84 Years Old and Pregnant at Myrtle Beach



I'll have to make a new category for this one, y'all. I'll have to call it "Trixie's Believe it or Not."

Look at that picture over there on the left of those two young people from a place called the Ivory Coast of Africa who are traveling and exhibiting themselves all over the world and lately at Ripley's Believe it or Not in Myrtle Beach, SC.

Now, y'all prepare yourself for a shock.

Evidently there are in this world 2,000 fool women who claim they got pregnant after they rubbed that naked man with his ding dong a-dangling and that woman with petrified chocolate kissies for titties.

Now, the women who think rubbing those two got them pregnant have s*it for brains and I'll worry nary a hair nor waste a prayer on them. It's that young couple I'm worried about. They look so stiff and out of place.
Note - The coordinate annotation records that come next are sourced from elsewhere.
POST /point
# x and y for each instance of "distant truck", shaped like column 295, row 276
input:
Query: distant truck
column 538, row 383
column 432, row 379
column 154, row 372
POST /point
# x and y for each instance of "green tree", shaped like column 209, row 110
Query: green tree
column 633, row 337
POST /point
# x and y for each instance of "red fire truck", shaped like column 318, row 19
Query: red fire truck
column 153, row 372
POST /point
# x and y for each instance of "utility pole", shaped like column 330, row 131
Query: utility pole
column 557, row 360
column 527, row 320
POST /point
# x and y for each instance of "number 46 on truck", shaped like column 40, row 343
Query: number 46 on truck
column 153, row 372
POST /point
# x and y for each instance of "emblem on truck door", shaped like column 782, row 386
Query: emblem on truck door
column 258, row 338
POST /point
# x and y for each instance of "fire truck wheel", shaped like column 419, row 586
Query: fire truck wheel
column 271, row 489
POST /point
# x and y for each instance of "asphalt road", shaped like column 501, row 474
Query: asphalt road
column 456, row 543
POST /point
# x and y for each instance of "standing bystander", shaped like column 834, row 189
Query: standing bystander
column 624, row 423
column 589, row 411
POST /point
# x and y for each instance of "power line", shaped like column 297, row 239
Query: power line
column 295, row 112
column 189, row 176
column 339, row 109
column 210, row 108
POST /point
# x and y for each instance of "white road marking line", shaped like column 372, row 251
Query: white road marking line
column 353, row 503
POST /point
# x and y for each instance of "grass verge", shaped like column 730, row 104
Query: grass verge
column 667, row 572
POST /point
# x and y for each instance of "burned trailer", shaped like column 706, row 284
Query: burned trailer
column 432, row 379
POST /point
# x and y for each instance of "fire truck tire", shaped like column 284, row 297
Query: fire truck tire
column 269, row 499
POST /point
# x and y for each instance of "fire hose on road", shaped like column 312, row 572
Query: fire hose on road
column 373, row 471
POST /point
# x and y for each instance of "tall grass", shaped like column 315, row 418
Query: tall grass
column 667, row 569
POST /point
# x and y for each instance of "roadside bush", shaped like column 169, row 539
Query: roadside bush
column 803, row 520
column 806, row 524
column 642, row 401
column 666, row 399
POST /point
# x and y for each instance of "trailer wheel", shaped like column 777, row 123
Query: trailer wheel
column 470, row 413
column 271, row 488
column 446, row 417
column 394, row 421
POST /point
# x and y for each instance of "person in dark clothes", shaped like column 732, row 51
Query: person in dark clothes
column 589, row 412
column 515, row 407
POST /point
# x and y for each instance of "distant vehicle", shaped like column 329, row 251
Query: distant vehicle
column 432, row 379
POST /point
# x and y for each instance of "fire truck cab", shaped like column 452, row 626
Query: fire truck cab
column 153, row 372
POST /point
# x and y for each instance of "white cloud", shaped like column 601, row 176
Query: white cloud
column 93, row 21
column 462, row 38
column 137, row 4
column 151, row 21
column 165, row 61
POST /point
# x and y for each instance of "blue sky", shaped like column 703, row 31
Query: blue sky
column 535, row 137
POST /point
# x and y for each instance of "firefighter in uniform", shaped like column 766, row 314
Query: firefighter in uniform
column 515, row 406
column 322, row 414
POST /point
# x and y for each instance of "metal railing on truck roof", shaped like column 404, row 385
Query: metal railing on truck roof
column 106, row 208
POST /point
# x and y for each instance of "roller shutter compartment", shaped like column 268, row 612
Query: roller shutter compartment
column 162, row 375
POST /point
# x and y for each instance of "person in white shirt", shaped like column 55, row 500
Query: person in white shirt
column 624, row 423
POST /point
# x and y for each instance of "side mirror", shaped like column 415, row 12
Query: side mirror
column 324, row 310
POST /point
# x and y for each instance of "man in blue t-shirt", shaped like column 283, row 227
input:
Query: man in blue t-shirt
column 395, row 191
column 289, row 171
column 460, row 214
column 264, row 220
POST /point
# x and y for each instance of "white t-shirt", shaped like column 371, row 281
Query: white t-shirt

I think they'd make a right cute couple if they'd loosen up a little bit and try to blend in with the rest of the young people.

Anyhow, the story is those two are traveling the world and stopping off at museums and exhibiting themselves naked for a price, claiming that by rubbing them a woman can get pregnant, and all I can say to that is does nobody have any shame anymore and what a creative way to make do when times are bad, and if my tummy was as tight and my titties as taut as that gal's, I might fly all over the world, letting people rub all over me, too, if I thought it would earn me enough money to get my tires rotated and keep me from having to borrow from the Walmart greeter to pay my tithe.

Now, I have lived a long while, long enough to know that it is nature's way that for a woman to get pregnant somebody--two somebodies and one of them a man--have got to do some rubbing, and I've heard tell that the southeast coast cesspool of sin, Myrtle Beach, is one of the top knock-up capitals of the continent.

So, I figure those two are making false claims, but what would it hurt even an 84-year-old woman to play along, pitch them a few coins, give them a good feel, and see what happens? And you never know: Abraham in the Bible, was it his wife--one of his wives, they say he had a houseful--who was in her mid-nine hundreds when she had her first?

I've always told my own kids if I could start over I'd raise them up another way than what I did, knock some sense into their heads early on, for one thing. And now, some 35 years after my female organs have dried up like leather britches beans, maybe I've got another chance. You don't know.

Maybe I'll hitch a ride down to Myrtle Beach with a busload of Baptists and in a few months' time some of y'all will be throwing me a little baby shower at the Methodist Home. More peculiar things than that have happened.

Monday

Steelers Beat Cardinals




That's the kind of headlines that hollered out to me today when, old fool that I am, I chanced to open up the newspaper hoping for a little spot of happy news.

Like I need to hear first thing of a morning that a bunch of steel-workers hauled off and gave some Catholic bishops what-for.

Some folks say there ought to be a law against walloping a man of the cloth, even a man of the red cloth, but where I stand on that issue shall remain a deep and abiding mystery.

Well, all I can do is pray for justice, as I reckon that boy is doing with all his might, the one with the yellow britches and the hardhat on.